With LP reporting automation, GP should be able to efficiently run and calculate all fund operations like capital calls and management fees, and send them as digital reports or PDFs via email. Profit distributions could also be calculated with automation. When sending a capital call, a sales invoice is sent to the LP investor from the accounting software. If needed, the integration of the accounting software with the LP reporting automation is possible, and tracking paid invoices would allow monitoring of paid-in capital.
Question 3.
How do you collect portfolio company data for the LP Report?
GPs collect up-to-date data from each portfolio company to give detailed reports that Limited Partners (LPs) expect to track the fund’s performance and understand how their capital is being managed. Update from portfolio companies is also essential for a GP to calculate fund metrics like net asset value (NAV) and IRR.

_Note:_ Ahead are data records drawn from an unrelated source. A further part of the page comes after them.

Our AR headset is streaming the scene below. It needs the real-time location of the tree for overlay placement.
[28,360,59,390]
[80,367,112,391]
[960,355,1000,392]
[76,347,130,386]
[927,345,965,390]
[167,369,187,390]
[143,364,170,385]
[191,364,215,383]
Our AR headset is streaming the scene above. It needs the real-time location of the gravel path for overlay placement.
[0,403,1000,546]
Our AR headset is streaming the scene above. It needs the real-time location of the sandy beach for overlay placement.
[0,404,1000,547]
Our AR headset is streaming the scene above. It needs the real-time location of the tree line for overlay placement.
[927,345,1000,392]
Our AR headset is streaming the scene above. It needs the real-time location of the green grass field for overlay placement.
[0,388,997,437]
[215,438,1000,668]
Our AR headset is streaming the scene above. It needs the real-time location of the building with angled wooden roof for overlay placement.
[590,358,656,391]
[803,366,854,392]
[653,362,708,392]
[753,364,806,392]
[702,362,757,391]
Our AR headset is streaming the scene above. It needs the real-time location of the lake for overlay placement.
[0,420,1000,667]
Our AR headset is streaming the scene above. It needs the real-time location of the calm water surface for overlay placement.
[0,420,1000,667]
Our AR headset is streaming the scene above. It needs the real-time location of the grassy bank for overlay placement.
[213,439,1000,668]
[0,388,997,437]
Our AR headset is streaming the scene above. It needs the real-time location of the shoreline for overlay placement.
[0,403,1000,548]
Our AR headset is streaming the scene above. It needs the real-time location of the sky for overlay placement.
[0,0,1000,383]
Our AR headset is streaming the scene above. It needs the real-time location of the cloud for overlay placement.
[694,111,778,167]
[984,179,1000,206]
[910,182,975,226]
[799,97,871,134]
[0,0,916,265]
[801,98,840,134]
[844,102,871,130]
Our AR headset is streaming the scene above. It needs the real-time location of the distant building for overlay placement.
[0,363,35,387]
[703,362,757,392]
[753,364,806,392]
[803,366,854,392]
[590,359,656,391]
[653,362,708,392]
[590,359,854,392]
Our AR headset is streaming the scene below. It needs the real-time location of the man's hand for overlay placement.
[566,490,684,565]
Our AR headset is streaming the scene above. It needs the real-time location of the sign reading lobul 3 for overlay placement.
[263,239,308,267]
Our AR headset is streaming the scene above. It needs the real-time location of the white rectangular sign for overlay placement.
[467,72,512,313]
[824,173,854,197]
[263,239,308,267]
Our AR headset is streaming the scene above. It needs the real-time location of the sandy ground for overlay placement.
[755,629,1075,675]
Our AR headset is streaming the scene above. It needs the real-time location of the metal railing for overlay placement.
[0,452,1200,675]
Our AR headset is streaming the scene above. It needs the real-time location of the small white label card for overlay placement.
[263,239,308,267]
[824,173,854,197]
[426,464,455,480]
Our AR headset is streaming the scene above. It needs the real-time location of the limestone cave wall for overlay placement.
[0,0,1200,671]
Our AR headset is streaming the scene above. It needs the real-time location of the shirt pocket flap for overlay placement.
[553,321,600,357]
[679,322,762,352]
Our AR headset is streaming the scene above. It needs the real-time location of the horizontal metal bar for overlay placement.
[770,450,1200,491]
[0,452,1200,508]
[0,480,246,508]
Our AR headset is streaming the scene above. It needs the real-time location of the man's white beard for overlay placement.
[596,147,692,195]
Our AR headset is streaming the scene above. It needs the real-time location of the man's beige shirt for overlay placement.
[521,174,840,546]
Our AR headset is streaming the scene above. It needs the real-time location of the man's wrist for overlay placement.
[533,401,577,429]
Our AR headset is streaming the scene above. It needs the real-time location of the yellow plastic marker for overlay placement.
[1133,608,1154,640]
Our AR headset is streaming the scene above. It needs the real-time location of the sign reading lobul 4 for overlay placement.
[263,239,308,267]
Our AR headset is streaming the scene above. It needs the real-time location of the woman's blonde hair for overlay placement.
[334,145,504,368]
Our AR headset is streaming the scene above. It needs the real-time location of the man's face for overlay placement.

Based on the interviews, collecting data from portfolio companies was a bottleneck for a GP in LP reporting, especially if there were more than 30 portfolio companies. Problems are because some portfolio companies send in their data late or incomplete, even after reminders and deadlines. This causes delays and errors in the LP reporting. 95% of interviewees said they collect data for all portfolio companies in Excel, either in-house or outsourced. According to GP interviews, managing data for over 30 portfolio companies manually starts becoming slow and costly. Manually entering data and checking formulas across Excel/Google Sheets, and visualization tools adds significant time, effort, and costs to the LP reporting.
Depending on the fund’s stage and focus, the GP collects data from portfolio companies about financial metrics, headcount, cap table, 1 – 5-year forecast, instrument breakdown, and ESG data. The GP’s investment director also provides a narrative assessment of each company’s status and outlook in the LP report.
How to automate?
Raising a new fund can take years for the GP, and the performance of the current portfolio can be crucial to show the traction. Financial traction becomes increasingly important with more mature investments. Gathering and storing data from more than 30 portfolio companies is time-consuming for a GP. LP reporting automation can easily save time and centralize all this data. Portfolio companies could enter data manually or upload general ledger files, enabling automated calculation of actual and forecast metrics (assuming up-to-date bookkeeping). The LP reporting automation could send reminders, automate metrics calculation, answer questions, for example, with an AI chatbot, and offer an LP reporting template that the GP could finalize once all data is in place.
Question 3.
How do you deliver your final LP Report?
An LP (Limited Partner) report is a regular update provided by a venture capital or private equity fund to its investors. It includes key financial data, fund performance, portfolio company updates, capital calls, and profit distribution details. LP reporting helps build transparency and trust between the fund manager (GP) and investors (LPs).
In the interviews, 80% of the GPs noted that they focus on the LP report’s visual branding and layout, reflecting professionalism. Data from Excel/Google Sheets is manually imported into an external reporting tool like Power BI or reporting software. The final LP report is saved as a PDF and sent by email to the LP investor, or LP investors get access to the reporting visualization tool themselves to view or print the report.
How to automate?
Automation can save time for the GP's professional by collecting data and calculating metrics for LP reports. The LP can get access to the LP reporting platform (and get answers on detailed questions, for example, with an AI chatbot), generate a complete LP report as a digital report (with API) or a PDF file. In addition, for the GP, it is important that all data can be manually or automatically (using API) transferred to a branded visualization tool or Power BI.
Conclusion
GP teams emphasized that the key criteria for any LP reporting automation are ease of use, affordability, and five-star customer service. The LP reporting automation must work flexibly across different Limited Partnership Agreements (LPAs).